Étaient présents Livio Suppo (Repsol Honda team Principal), Paolo Ciabatti (Ducati MotoGP Project Director), Lin Jarvis (Yamaha Motor Racing Manager Director), Davide Brivio (Suzuki Team Manager), Romano Albesiano (Technical and Sporting Aprilia Racing Manager) et Pit Beirer (KTM Motorsport Director).
Première
partie : chacun des six représentants des
constructeurs dresse le bilan de la saison
2017 (rappelons-le, avant que le Grand Prix de Valence se soit
déroulé)
Deuxième
partie : retour des avantages pour Suzuki et
la moto 2018 de Zarco
Troisième
partie : teams satellites 2019 et
Ducati vs Yamaha
Livio, Lin et Davide, on a parlé d’une possibilité que vous ayez un team de test européen. Qu’en est-il vraiment ?
Livio Suppo
: « Nous l’avons envisagé, mais pour le moment rien n’est décidé.
»
Lin Jarvis :
« De notre côté, nous n’avons pas de plan. Il y a beaucoup de
rumeurs créées par quelques uns, mais certainement pas par nous. Je
pense qu’au contraire, il y a un mouvement général pour faire des
économies en évitant des essais excessifs. La position de Yamaha
est d’avoir en priorité notre team de test au Japon, comme Honda en
fait, et si vous démarrez un nouveau team de test en Europe, cela
demande de considérables dépenses supplémentaires.
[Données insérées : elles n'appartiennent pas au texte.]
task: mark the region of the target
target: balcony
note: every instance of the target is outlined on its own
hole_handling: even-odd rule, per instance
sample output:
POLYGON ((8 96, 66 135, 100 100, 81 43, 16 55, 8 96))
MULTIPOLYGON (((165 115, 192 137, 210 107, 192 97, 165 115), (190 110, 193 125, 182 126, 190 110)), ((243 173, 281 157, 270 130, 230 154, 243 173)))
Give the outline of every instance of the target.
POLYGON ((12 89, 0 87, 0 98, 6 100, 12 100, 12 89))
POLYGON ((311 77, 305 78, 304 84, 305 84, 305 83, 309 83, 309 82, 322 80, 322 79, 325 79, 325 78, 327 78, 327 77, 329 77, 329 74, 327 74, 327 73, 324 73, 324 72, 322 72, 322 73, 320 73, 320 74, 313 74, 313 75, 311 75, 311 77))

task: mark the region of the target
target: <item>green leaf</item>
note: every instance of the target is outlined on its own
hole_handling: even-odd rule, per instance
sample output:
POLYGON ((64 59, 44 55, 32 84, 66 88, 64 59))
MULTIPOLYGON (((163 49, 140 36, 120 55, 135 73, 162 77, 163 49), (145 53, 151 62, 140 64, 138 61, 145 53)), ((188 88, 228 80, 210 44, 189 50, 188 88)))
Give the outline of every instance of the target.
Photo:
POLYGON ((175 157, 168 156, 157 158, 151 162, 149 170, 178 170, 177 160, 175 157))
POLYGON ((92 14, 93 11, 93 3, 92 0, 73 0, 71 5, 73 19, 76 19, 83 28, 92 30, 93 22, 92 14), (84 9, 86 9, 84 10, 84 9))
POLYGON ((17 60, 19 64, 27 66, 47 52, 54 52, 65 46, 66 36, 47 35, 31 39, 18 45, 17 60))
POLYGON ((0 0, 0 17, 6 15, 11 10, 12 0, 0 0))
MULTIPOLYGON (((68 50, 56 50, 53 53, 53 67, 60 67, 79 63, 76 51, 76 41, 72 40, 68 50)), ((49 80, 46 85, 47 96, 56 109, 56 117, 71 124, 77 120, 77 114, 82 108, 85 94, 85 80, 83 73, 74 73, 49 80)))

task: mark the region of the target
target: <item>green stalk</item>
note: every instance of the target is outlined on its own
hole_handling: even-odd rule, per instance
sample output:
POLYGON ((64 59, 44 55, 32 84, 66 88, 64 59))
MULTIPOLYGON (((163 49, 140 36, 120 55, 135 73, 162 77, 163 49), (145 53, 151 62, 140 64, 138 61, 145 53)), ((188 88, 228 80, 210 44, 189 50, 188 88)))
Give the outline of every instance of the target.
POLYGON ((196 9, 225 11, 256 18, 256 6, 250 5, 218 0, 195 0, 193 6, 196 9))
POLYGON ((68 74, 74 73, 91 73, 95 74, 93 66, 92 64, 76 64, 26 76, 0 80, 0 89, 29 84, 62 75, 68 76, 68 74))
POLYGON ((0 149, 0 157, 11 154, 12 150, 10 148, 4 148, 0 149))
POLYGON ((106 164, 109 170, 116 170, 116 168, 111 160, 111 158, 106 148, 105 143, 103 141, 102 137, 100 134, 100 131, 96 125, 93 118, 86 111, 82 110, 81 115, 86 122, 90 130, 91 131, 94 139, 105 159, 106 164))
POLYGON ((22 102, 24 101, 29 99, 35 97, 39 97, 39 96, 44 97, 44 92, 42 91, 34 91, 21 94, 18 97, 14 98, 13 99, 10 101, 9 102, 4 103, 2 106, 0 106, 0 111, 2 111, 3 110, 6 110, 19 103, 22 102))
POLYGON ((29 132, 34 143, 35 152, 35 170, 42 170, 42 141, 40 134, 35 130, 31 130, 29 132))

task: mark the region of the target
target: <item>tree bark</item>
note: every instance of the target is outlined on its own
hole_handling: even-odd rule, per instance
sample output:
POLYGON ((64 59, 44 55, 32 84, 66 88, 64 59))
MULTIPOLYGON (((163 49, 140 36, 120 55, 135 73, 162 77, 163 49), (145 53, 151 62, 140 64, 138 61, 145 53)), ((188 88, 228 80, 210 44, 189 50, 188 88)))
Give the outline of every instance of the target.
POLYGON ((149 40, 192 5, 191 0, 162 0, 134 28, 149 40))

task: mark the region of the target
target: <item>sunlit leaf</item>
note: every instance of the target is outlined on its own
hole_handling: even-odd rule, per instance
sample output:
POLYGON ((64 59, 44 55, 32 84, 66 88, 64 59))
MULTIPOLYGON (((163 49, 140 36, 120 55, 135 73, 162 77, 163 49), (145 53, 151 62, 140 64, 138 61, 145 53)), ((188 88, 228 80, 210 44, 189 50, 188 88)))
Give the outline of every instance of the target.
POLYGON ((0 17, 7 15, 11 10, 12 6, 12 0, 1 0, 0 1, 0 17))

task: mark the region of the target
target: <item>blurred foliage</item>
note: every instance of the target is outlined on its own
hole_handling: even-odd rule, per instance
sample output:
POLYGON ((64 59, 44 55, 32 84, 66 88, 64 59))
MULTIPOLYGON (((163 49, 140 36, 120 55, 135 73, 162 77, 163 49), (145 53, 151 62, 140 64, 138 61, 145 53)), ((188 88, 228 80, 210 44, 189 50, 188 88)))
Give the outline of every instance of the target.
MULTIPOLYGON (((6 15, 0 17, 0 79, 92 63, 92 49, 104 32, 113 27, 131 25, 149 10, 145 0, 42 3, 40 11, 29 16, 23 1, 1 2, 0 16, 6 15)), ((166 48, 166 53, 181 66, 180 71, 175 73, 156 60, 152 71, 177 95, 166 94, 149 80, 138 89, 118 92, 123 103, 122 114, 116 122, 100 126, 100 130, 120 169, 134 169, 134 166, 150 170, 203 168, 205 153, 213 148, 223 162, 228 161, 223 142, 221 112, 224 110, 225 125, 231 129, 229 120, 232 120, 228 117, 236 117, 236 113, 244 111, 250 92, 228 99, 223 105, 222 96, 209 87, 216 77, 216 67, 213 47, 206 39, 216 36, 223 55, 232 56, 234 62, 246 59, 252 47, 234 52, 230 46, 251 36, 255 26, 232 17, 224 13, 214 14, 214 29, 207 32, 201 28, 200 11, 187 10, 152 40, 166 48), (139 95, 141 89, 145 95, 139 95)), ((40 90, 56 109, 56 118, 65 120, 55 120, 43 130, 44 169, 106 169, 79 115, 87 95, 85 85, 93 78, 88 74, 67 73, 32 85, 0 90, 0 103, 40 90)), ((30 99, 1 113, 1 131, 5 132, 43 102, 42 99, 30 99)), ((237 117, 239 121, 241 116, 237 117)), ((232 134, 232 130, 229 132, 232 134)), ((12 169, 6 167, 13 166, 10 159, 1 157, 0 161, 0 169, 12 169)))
Et je pense
qu’avec la nouvelle réglementation concernant les essais, à partir
de maintenant et dans le futur, qui est plus raisonnable pour tout
le monde, espérons qu’il ne soit pas nécessaire de dépenser tant
d’argent et de temps dans ces essais excessifs. »
Davide
Brivio : « Nous y avons pensé, mais pour être honnête, il
est déjà maintenant très difficile de tout contrôler avec 19
courses. Nous n’avons pas tellement de ressources et nous devrions
déplacer une partie du personnel qui participe normalement au
championnat pour faire des essais. Cette année, nous avons parfois
utilisé Sylvain Guintoli, et oui, nous avons pu en retirer certains
bénéfices. C’est donc une chose à laquelle on pense mais ce n’est
pas facile à organiser. Les discussions continuent. »
Davide, vous dites que votre saison a été affectée par le fait d’avoir eu deux nouveaux pilotes. Referiez-vous le même choix aujourd’hui ?
Davide
Brivio : « Concernant la décision des deux pilotes, oui,
je pense que nous referions le même choix. Nous avons démarré notre
projet en nous appuyant sur Maverick et nous avons pris Aleix pour
développer la moto car c’était un expert. Et soudainement, ce
projet s’est arrêté car Maverick a décidé de partir. Nous avons
donc décidé de redémarrer de nouveau le projet et Andrea est un
pilote capable de faire un podium et d’obtenir de très bons
résultats. Et je pense qu’il peut le faire si nous sommes en mesure
de régler tous les problèmes. Et pour Alex Rins, nous essayons de
faire progresser le potentiel d’un pilote pour le futur, et je
crois qu’Alex est celui-là. Je suis donc heureux du choix et
maintenant nous devons juste faire que tout fonctionne. Oui, comme
je l’ai dit, probablement que l’hiver était trop tôt pour qu’ils
prennent des décisions (concernant le développement) et c’est un
risque que nous avons pris, mais d’un point de vue sportif, c’était
une bonne décision et je pense que l’on devrait en voir certains
bénéfices l’année prochaine. »
Pit, pourquoi avez-vous reconfirmé Smith pour la saison prochaine ?
Pit Beirer :
« Tout d’abord, parce qu’il un contrat pour l’année prochaine, donc
il n’a jamais été question qui ne roule pas l’année prochaine. D’un
autre côté, il a eu beaucoup de pression car ses résultats n’était
pas très bons, et bien sûr je sais cela, mais vous devez aussi voir
que les pilotes ont pris un très gros risque en s’insérant dans un
nouveau projet, sur une nouvelle moto et avec une nouvelle équipe.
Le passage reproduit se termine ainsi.